This past week I learned of a dear friend whose marriage had ended a few months ago. My heart aches for her in a way I’ve never experienced before. I’ve been praying for her and reaching out to her, but inside I weep and I ache for her more than I ever have for widowed friends. I’ve questioned myself, and today I’ve decided to share these thoughts with others—to hopefully encourage us all to do better.

When a spouse dies, we gather around the one left behind. We visit, we bring food, we try to think of ways to fill that void in the lonely soul starting a new life and assist where they flounder. Death and being left behind is something all couples must consider and half of every couple will have to face eventually. Many of us begin preparing our hearts for that possibility early in life—to ward off total devastation and to not feel totally helpless in the event we would be the one left behind.
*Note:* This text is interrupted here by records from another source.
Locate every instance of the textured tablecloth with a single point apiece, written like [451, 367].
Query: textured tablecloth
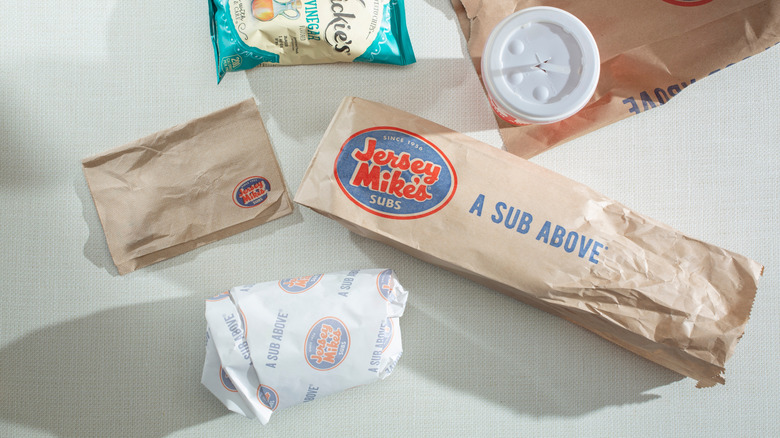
[86, 352]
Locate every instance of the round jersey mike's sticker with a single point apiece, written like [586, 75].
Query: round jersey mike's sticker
[395, 173]
[327, 344]
[251, 192]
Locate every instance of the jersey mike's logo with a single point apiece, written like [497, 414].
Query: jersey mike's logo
[251, 192]
[688, 2]
[394, 173]
[268, 396]
[327, 344]
[299, 284]
[385, 285]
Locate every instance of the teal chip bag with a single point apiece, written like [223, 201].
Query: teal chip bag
[248, 33]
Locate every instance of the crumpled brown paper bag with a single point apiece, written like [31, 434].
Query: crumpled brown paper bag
[532, 234]
[650, 50]
[186, 186]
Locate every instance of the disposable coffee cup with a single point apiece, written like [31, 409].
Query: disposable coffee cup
[540, 65]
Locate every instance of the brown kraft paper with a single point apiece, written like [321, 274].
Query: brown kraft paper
[186, 186]
[650, 51]
[532, 234]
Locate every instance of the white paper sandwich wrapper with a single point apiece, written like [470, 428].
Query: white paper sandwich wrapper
[277, 344]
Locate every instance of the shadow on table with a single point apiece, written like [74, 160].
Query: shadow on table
[480, 342]
[129, 371]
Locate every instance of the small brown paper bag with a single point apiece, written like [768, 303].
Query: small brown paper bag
[650, 50]
[186, 186]
[532, 234]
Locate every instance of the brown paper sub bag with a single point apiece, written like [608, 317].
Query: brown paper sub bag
[532, 234]
[186, 186]
[650, 51]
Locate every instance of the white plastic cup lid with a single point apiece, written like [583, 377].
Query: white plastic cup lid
[540, 65]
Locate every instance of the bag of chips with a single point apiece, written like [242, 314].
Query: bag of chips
[248, 33]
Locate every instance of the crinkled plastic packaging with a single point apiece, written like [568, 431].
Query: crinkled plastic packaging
[248, 33]
[277, 344]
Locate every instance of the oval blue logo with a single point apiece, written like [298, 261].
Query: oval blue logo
[268, 397]
[251, 192]
[327, 344]
[226, 382]
[299, 284]
[395, 173]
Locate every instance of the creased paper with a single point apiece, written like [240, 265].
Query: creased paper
[532, 234]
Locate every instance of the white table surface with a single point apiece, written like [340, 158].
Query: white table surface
[86, 352]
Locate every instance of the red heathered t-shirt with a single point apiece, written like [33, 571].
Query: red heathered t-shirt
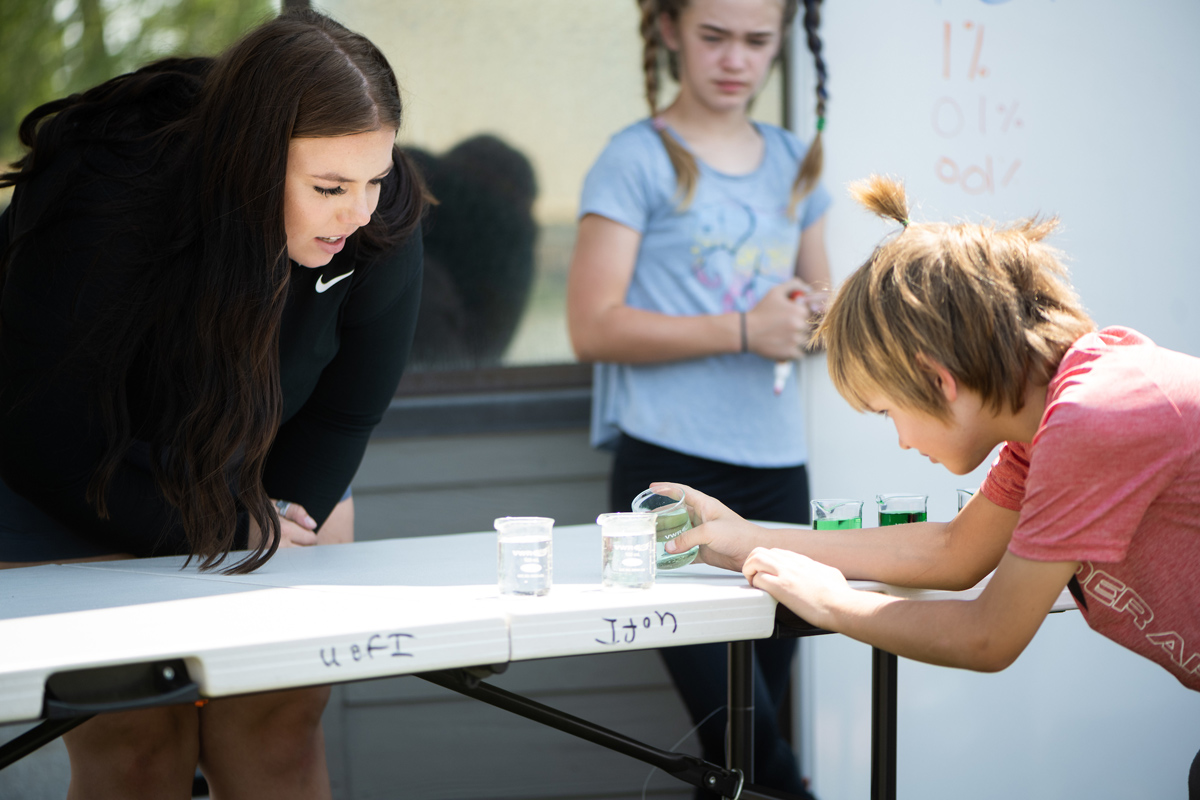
[1113, 480]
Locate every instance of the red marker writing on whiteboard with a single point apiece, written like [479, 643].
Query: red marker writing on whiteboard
[784, 368]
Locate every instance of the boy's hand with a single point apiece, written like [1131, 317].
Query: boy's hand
[725, 539]
[809, 588]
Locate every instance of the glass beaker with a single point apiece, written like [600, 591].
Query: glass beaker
[837, 515]
[525, 554]
[899, 509]
[671, 507]
[627, 549]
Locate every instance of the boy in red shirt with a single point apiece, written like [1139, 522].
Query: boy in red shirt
[969, 337]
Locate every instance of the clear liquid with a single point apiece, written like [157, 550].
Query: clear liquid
[669, 527]
[525, 565]
[628, 560]
[837, 524]
[899, 518]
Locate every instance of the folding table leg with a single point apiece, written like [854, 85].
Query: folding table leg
[715, 780]
[741, 709]
[883, 725]
[35, 738]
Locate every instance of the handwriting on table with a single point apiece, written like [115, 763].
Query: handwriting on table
[625, 632]
[390, 645]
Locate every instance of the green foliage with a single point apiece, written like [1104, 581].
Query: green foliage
[52, 48]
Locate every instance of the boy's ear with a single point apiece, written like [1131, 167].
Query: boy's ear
[940, 376]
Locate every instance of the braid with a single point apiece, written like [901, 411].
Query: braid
[814, 160]
[684, 164]
[648, 29]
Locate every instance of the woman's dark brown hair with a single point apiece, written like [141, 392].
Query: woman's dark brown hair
[203, 317]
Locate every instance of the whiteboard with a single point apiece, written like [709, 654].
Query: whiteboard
[1087, 109]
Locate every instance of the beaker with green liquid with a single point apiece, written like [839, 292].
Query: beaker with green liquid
[899, 509]
[837, 515]
[671, 507]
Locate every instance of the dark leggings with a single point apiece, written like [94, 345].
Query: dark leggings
[700, 671]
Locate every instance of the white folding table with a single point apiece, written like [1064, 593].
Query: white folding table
[88, 638]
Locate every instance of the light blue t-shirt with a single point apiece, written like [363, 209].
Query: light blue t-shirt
[721, 254]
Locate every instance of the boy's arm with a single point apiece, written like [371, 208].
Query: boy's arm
[929, 555]
[985, 633]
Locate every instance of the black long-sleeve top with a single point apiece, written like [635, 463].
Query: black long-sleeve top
[343, 342]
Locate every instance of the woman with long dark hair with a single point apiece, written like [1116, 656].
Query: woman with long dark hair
[211, 274]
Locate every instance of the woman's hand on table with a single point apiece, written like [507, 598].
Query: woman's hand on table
[297, 528]
[809, 588]
[725, 539]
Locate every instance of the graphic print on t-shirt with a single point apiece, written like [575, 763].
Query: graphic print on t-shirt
[733, 256]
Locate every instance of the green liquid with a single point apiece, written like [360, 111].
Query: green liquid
[838, 524]
[900, 518]
[669, 527]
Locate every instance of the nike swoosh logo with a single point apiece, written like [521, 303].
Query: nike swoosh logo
[322, 286]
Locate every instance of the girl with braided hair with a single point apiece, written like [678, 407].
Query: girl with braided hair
[699, 230]
[969, 337]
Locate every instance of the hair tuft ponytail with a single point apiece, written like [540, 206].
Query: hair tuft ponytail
[883, 197]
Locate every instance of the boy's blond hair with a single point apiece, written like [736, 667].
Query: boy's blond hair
[991, 305]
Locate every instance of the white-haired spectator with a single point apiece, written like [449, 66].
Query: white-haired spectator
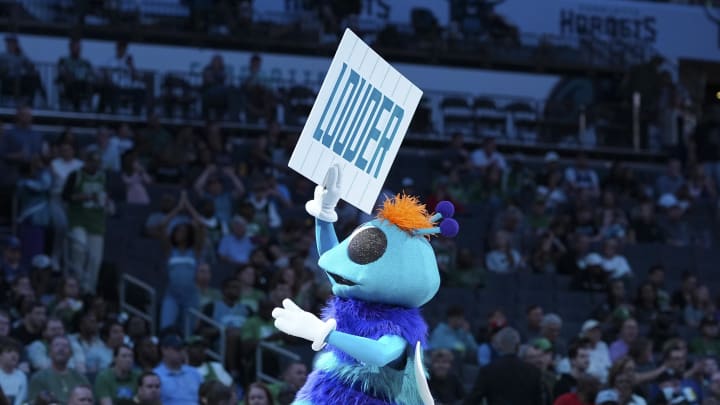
[236, 246]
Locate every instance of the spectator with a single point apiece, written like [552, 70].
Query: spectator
[236, 246]
[112, 147]
[209, 370]
[216, 393]
[454, 334]
[21, 143]
[75, 75]
[293, 378]
[259, 98]
[216, 92]
[40, 352]
[209, 185]
[533, 318]
[206, 293]
[67, 303]
[550, 329]
[646, 303]
[61, 167]
[608, 397]
[673, 223]
[120, 381]
[98, 356]
[488, 156]
[699, 307]
[58, 379]
[11, 265]
[504, 258]
[13, 382]
[672, 181]
[616, 265]
[587, 390]
[17, 72]
[135, 178]
[683, 297]
[121, 80]
[32, 324]
[707, 344]
[264, 199]
[180, 383]
[628, 333]
[148, 391]
[507, 380]
[4, 324]
[147, 353]
[86, 195]
[445, 385]
[81, 395]
[599, 353]
[579, 355]
[183, 252]
[539, 353]
[581, 178]
[33, 217]
[656, 277]
[258, 394]
[645, 227]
But do we ever consider what our lives would be like if we should be rejected? If our spouse walked out with life intact? I admit, that’s not something any of us want to think about, and as followers of Christ, it’s not the norm (thank God!), but it happens. And there we are—not only alone, but questioning our worth and questioning if we did something wrong or if we could have done something better. And who’s there to help with closure, with the lonely days and nights dealing with rejection as well as unwanted single life once more? Too often that person is left to fend for themselves and is even often somewhat shunned or judged by the very ones who should be coming alongside to strengthen and encourage—our very sisters and brothers in Christ!

Why do we do this? I think it is quite normal to shun what we don’t know how to deal with, but that doesn’t make it go away and does not change the facts. As followers of Christ, we need to look for opportunities to strengthen one another and assist one another, even the areas that make us uncomfortable and feeling awkward. Yes, there are often help groups for divorced people in churches, but does that provide all the assistance they need? What about friendship? What about assisting with errands, babysitting, home repairs, even housekeeping when the single person now has to earn a living as well as doing all the rest for themselves without a partner to assist and trade off with? Should we not have groups to step in and help long-term?
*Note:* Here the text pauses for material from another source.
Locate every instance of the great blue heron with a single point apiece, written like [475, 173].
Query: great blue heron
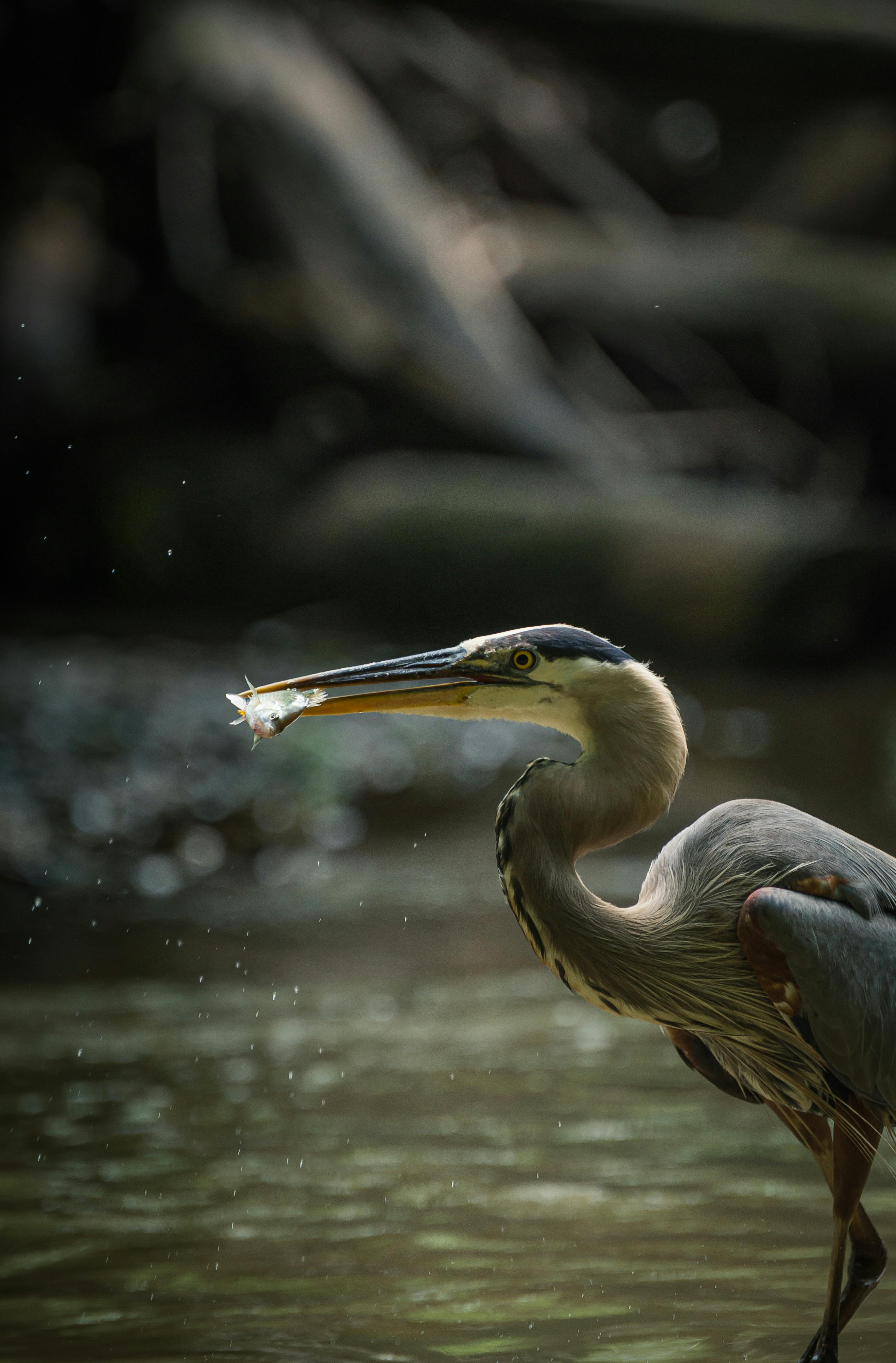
[764, 941]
And not only within your church, but if we find a close friend of ours in this situation, I think it’s a no-brainer! We suddenly have a new job. A new responsibility to be there for this person—not only to be there to assist physically, but to be their listener, their encourager, even their ‘touch-er’. It’s a proven fact that touch is a very important part of our make-up and is needed by all of us—not just the touch that happens accidentally as you hand something to someone, but I’m talking about love-touching.

SO much focus has been put on inappropriate touching these days that we’ve swung way too far the opposite way for good health! I am so very thankful for my lady friends that hug me when they come and again when they leave. And I’m thankful for the gentle hug of a dear godly man now and again at church or in get-togethers with friends. When I was a child, my girlfriend and I always held hands as we walked to and from school together. There is a special bonding in touch of this kind, an assurance of acceptance and love that we all need to be emotionally balanced. Yes, I feel the need for this in spite of having a loving husband. How much more must my lonely friend have need of loving touch?

I guess I’m writing this today just to encourage us all to think of someone we know in this situation, and then to be intentional about coming alongside of them in every way we can. Hebrews 3:13 says: “But encourage one another daily…so that none of you may be hardened by sin’s deceitfulness.” Not only will it be good for the one being encouraged, but it will be rewarding for the ‘encourager’ as well!